The "resilient" Russian job market. |
Hence the curious case of rosy employment figures in today's Russia amid a commodities bust:
Soviet workers knew they got a raw deal, and they played along. “We pretend to work, and they pretend to pay us,” went a popular saying. About a million job gains into Russia’s recession, the bargain still holds, with salaries plunging at a pace unprecedented under President Vladimir Putin. Data set to be released this week will probably show unemployment holding at less than half the rate in the euro region, which has had nine consecutive quarters of growth. It’s a sign of a tacit deal that has ravaged productivity and limited economic flexibility.The way to buoy Russian employment figures is to disguise underemployment, abetted by some of the toughest laws for letting workers go:
With Russia in the clutches of an economic crisis as domestic demand implodes after a currency collapse and sanctions over Ukraine, the jobless rate is less than it was before the neighboring country’s conflict erupted last year.
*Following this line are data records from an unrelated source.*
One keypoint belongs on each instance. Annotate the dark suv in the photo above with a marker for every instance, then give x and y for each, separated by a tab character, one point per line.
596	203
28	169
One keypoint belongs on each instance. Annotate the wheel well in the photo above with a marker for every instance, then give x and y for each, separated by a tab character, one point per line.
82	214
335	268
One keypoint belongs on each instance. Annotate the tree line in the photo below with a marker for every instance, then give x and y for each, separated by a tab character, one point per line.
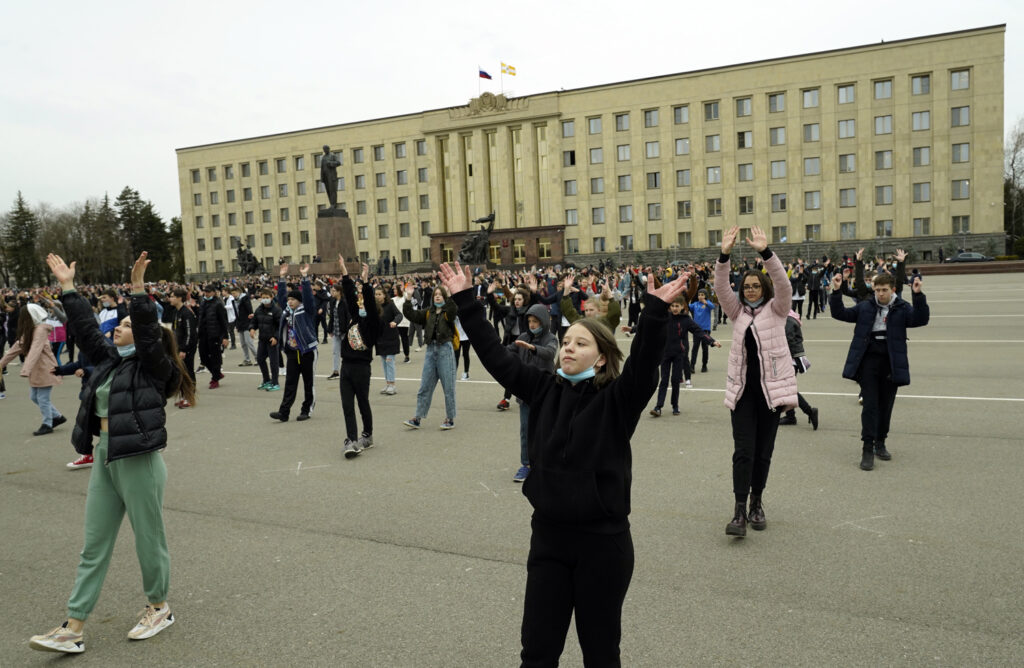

Instead of easing the consumer plight, the stretched labor market betrays an economy geared toward ensuring social stability and ill-prepared to meet the challenges of an aging and shrinking workforce, content to punt the issue until the next crisis. “Choosing between radical reforms and stability, the government will favor stability,” said Vladimir Tikhomirov, chief economist at BCS Financial Group in Moscow. “That’s a Soviet-like choice--to conserve the current system with its problems, though to provide stability.”I guess old habits die hard. The hammer and sickle never really went away.
During communism, unemployment was all but outlawed. What Putin has now are some of Europe’s most restrictive labor rules and employers still stinging from the dressing-down received for idling plants during the last recession six year ago. Protections against firing individual workers are among the strictest in Europe, according to the Organization for Economic Cooperation and Development.
The resulting resilience of the labor market is doing little to make up for a plunge in people’s spending power, reinforcing vulnerabilities that include the lowest productivity in Europe. Employers are opting for salary cuts, part-time work and unpaid vacations.
During the crisis in 2008-2009, unemployment peaked at 9.4 percent. While it has now risen from a record low of 4.8 percent a year ago, the effect is less dramatic. The rate grew to 5.5 percent in July from 5.4 percent a month earlier, according to the median of 18 estimates in a Bloomberg survey. The statistics office may report the data on Wednesday.